Some studies where the DPP protocol is implemented in real life conditions have had positive results (7.1kg in a year)19, similar to those observed in efficacy studies (approximately 7kg in a year)5. Nonetheless, there have been interventions with less favorable results (0.45kg to 2.3kg in weight loss)35 36; making it crucial to have a protocol which is specific to the country’s culture and healthcare system.
The study’s strengths include its translational approach. An evaluation connected to real world conditions will take place, including possible problems attached to clinical practice in public settings, such as high patient flow, lack of space, infrastructure and personnel, high activity demand, resistance to change, help of students in training (nutrition interns), etc. Several public clinics are included and the study sample was estimated to detect changes in body weight in each clinic, making it possible to evaluate the effect of the program at different levels of healthcare.

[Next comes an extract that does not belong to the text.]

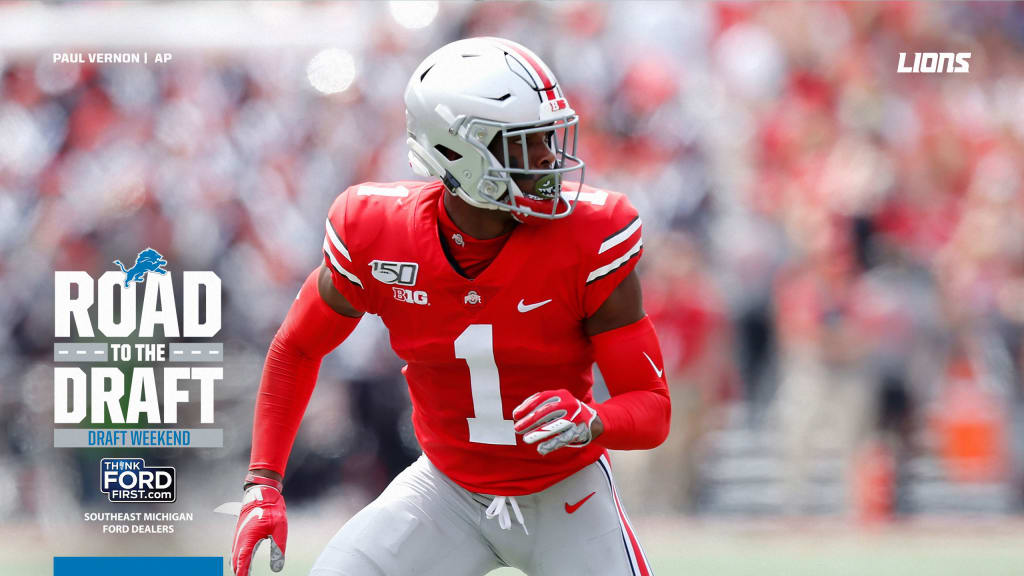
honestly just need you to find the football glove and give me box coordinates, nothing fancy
[218,483,288,576]
[513,389,597,455]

Healthcare providers participating will be nutrition interns with no previous experience in obesity management; meaning optimal generalization of results.
ETHICS AND DISSEMINATION
Research ethics approval
The present protocol was approved by the Department of Medicine and Health Sciences Research Bioethical Committee of the University of Sonora (2015-Apr-10) and by the Medical Center “Dr. Ignacio Chavez” Research Committee at ISSSTESON (CEI-015-2015).

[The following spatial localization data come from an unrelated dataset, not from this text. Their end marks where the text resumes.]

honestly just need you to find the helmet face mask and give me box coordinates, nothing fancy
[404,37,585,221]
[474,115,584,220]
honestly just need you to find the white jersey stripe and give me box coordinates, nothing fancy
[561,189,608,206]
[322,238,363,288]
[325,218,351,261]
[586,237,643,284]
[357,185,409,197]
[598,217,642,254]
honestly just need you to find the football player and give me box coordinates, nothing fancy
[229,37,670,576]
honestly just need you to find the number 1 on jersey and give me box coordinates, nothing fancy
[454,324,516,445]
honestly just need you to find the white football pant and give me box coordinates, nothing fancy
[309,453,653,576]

Health care professionals from the medical centers and clinics, patients and other relevant groups will be informed about the results of this trial. Additionally, the findings of this study will be presented at relevant academic congresses and published in peer-reviewed journals.
Consent or assent
Participants will receive information about the study by health providers in the clinics. Additionally, the research staff will ensure the understanding of the study and ask the participants to sign a consent form.
Confidentiality
All the participants’ information will be protected under identification codes and stored in both physical and electronical forms. Study investigators will have full access to the data.
Competing Interest
No potential conflict of interest was reported by the authors. Rolando Giovanni Díaz-Zavala declares no conflicts of interest; Brianda Ioanna Armenta-Guirado declares no conflicts of interest; Teresita de Jesús Martínez-Contreras declares no conflicts of interest; Maria del Carmen Candia-Plata declares no conflicts of interest; Julián Esparza-Romero declares no conflicts of interest; Raúl Martínez-Mir declares no conflicts of interest; Michelle Haby declares no conflicts of interest; Mauro E. Valencia declares no conflicts of interest.